Leslie Johnston: Foster Care Social Worker
When we fail to meet these children’s needs at a young age, they often become the children we read about in the newspapers – involved in criminal activity, addictions, and other self-destructive behavior. Foster parents can only help these children if we give them the training, preparation, and support that they need.
Local 47 - Civil Service, Social Sciences Component
Leslie Johnston has seen firsthand the difference that a caring foster parent can make in the life of a child. Over the past 28 years working in child welfare – 20 of those in the foster care system – Leslie has been there for Manitoban foster children and the families who care for them.
For children who’ve experienced trauma within their own homes, and are apprehended for reasons of safety and protection, it’s essential there be somewhere for them to go where they can experience the security and affection of a “surrogate” family. It’s also essential that foster parents be trained in how to respond in a helpful, healing way to children in these circumstances, and that they be supported to “hang in there” with children when the going gets rough – which it often does!

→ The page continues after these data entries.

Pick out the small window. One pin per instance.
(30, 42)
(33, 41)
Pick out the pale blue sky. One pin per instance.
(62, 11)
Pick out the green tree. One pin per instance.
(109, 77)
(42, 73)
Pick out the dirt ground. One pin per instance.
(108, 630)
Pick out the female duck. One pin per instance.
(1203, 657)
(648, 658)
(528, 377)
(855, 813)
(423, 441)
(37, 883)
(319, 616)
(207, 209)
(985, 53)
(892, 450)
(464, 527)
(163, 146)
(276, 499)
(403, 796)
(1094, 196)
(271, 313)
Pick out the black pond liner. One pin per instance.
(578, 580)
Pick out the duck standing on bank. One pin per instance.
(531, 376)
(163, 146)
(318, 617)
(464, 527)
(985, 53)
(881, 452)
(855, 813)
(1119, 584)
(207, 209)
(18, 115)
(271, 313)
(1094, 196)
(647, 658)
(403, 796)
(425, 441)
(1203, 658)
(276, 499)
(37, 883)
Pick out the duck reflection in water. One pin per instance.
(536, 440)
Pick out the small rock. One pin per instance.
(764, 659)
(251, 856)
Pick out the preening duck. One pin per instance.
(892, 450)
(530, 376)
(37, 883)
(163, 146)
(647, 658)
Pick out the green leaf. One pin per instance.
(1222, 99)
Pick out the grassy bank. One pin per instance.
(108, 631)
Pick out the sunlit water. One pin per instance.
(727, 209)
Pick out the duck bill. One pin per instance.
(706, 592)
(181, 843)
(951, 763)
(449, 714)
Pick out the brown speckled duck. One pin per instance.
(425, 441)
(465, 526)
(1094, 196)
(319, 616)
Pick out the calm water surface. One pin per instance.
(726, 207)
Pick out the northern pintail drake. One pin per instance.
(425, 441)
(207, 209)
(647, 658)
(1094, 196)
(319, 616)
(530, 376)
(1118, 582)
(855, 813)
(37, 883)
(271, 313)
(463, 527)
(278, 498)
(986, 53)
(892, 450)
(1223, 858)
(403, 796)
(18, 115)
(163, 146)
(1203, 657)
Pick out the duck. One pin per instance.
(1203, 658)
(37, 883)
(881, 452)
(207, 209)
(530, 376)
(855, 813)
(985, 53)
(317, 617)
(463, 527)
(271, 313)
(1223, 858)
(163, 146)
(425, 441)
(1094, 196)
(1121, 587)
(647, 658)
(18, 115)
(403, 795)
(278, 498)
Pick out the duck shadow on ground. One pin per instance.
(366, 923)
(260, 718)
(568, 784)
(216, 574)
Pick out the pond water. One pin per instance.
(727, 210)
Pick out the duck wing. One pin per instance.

“When we fail to meet these children’s needs at a young age, they often become the children we read about in the newspapers – involved in criminal activity, addictions, and other self-destructive behavior,” Johnston says. “Foster parents can only help these children if we give them the training, preparation, and support that they need.”
It’s Leslie’s job to find foster homes for children who have been abused, neglected or mistreated, or whose parents are simply unable to care for them for a period of time. There is a chronic shortage of foster homes in our province, particularly for children who have challenging behaviours or special needs, so a big part of her job is recruitment. Leslie also provides pre-service training and conducts background checks and thorough psycho-social evaluations of people who are interested in becoming foster parents. She provides guidance and direction to foster families once children have been placed, and monitors the home on a regular basis to ensure that provincial standards are maintained.
“To the extent that we are supported to do our job in recruiting and developing foster homes for children, we can avoid having children wait in hotel rooms or emergency shelters for placement in a foster home. We can make sure that foster parents are adequately equipped to meet the needs of traumatized children or troubled teens, so that placements do not “breakdown,” she says.
Such breakdowns can result in the child being re-traumatized by having to move again, and each time this happens it makes it harder and harder for the child to trust the adults who are trying to help. “All of society has not only a duty, but a vested interest in ensuring that foster children are well cared for.”